Покинув церковь, Корбетт свернул на Фрайди-стрит, где работали чужеземные кожевники. Сейчас это место представляло собой строительную площадку, на которой возводили гигантский акведук для воды, чтобы гнать ее по деревянным трубам из реки Тайберн. Здесь же стояла виселица, и Корбетт увидел два трупа на толстой балке, как он понял, из недавних. В другое время он бы, не останавливаясь, прошел мимо, но теперь ему не давал покоя Лоренс Дюкет, повесившийся в церкви Сент-Мэри-Ле-Боу, так что он подошел поближе и стал всматриваться в трупы. Невосприимчивый к вони и неприятному виду мертвых тел, Корбетт простоял так до тех пор, пока не сказал себе "хватит" и не отправился на поиски дома Дюкета. Задавая вопросы, Корбетт видел, как у людей мрачнели лица и взгляды становились непроницаемыми, но в конце концов он все-таки нашел нужный дом на углу Бред-стрит.

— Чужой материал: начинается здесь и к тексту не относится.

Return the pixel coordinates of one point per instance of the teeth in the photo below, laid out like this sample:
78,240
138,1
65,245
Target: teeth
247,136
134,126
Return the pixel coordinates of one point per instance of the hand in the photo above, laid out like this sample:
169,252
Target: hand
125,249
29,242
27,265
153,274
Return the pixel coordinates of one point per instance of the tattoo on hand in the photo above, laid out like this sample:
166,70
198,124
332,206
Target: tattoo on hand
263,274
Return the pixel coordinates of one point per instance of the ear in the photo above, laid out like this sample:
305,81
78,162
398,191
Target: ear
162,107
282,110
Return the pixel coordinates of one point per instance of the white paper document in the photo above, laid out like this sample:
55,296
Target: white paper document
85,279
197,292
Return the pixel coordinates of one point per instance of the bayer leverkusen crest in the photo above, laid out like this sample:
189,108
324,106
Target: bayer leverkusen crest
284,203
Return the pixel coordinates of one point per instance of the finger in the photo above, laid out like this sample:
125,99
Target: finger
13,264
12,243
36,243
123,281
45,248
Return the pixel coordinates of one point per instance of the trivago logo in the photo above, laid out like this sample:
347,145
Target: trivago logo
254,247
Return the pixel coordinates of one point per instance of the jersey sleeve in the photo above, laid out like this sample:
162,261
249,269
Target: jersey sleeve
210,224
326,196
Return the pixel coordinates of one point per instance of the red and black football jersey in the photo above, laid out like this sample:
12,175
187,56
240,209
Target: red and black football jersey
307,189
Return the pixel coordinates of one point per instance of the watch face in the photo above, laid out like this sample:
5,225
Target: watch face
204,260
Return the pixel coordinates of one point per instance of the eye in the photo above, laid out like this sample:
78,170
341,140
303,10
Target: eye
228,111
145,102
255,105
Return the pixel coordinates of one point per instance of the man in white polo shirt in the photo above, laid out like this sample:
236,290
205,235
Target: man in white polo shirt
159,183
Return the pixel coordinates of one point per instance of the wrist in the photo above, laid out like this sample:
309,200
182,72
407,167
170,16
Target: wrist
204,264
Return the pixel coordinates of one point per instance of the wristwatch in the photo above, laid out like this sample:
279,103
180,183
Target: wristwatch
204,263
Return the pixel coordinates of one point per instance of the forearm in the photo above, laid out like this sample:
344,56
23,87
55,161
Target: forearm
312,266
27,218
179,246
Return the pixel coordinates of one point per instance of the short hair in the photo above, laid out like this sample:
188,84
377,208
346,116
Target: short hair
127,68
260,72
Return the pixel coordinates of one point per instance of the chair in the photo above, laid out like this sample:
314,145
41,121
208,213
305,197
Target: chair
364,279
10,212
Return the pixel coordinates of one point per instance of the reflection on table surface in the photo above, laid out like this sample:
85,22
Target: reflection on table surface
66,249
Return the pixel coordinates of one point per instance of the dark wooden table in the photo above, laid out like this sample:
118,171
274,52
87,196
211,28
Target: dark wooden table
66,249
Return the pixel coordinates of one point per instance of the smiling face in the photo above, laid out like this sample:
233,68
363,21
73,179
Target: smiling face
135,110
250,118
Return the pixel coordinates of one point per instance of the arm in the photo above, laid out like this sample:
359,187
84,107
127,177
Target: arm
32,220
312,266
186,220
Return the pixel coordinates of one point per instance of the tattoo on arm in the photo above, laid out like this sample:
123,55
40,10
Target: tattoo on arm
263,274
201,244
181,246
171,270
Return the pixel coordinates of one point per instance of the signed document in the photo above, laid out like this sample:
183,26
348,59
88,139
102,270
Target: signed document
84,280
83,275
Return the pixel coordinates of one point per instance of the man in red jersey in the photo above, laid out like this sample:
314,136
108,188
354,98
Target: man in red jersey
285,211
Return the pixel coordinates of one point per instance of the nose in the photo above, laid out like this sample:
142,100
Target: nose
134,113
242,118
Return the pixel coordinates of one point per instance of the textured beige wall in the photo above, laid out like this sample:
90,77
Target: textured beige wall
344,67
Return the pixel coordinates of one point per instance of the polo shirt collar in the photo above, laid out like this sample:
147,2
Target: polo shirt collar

Судя по закрытой двери и запертым ставням, в скромном трехэтажном доме уже никто не жил. Однако он все же постучал и крикнул, чтобы ему открыли "именем короля". Послышались шаги, заскрипели засовы, распахнулась дверь, и на пороге появилась худенькая рыжеволосая женщина среднего роста, в платке и длинном черном платье, говорившем о трауре. Единственной данью моде была филигранная золотая цепочка на талии и свежие белые кружева вокруг длинной тонкой шеи и на манжетах. Лицо было строгое, губки капризные, взгляд серых глаз - бесцеремонный. Корбетт показал женщине свои бумаги, которые она взяла в руки и внимательно прочитала, медленно шевеля губами. Потом она вернула их Корбетту и повела его в ближайшую комнату, где открыла ставни, впустив дневной свет. В комнате было пусто, если не считать кожаных сундуков и сложенной в кучи одежды.
Некоторое время женщина изучала Корбетта.
- Я - Джин Дюкет, - тихо проговорила она. - Что вам нужно?
В ее голосе прозвучал вызов, но Корбетт, решив не обращать на него внимания, сообщил о своем расследовании смерти Лоренса Дюкета. Несмотря на траурное платье, женщина как будто не была расстроена гибелью брата. И только когда Корбетт упомянул Крепина, она прищурилась и на щеках у нее появился яркий румянец.
- Господин чиновник, мне не нравился Крепин, - ответила она, как отрезала. - Он был…
Она умолкла, подыскивая нужное слово.
- Вымогателем?
- Да, господин Корбетт, вымогателем, ничтожеством, прелюбодеем и развратителем женщин!
- Это правда? - спросил Корбетт.
Джин не ответила, но, отвернувшись, решительно кивнула.
- Поэтому Лоренс убил его?
Джин вновь повернулась к нему и нервно засмеялась.
- Господин чиновник, мой брат и я, хоть мы и вышли из одного чрева и жили под одной крышей, не любили друг друга. - У нее вновь вырвался нервный смешок. - Мой брат убил Крепина не из-за меня. У него были другие причины! - Она мельком взглянула на Корбетта. - Я ничего не знаю, но уж Сука-то должна знать!
- Кто такая Сука, мадам?
- Элис атт Боуи. У нее таверна на Сент-Марк-лейн, любимое место ее ухажеров Реджинальда де Ланфера, Роберта Пиннота, Пола Стабберхеда, Томаса Коронера… - Она затихла, крутя в пальцах золотую цепь. - Любовница Крепина. Проклятая шлюха! - Джин как будто плевалась словами. - Крепин заставил меня раздеться, лечь с ним и принять нехорошую позу, а потом рассказал об этом ей и всем остальным.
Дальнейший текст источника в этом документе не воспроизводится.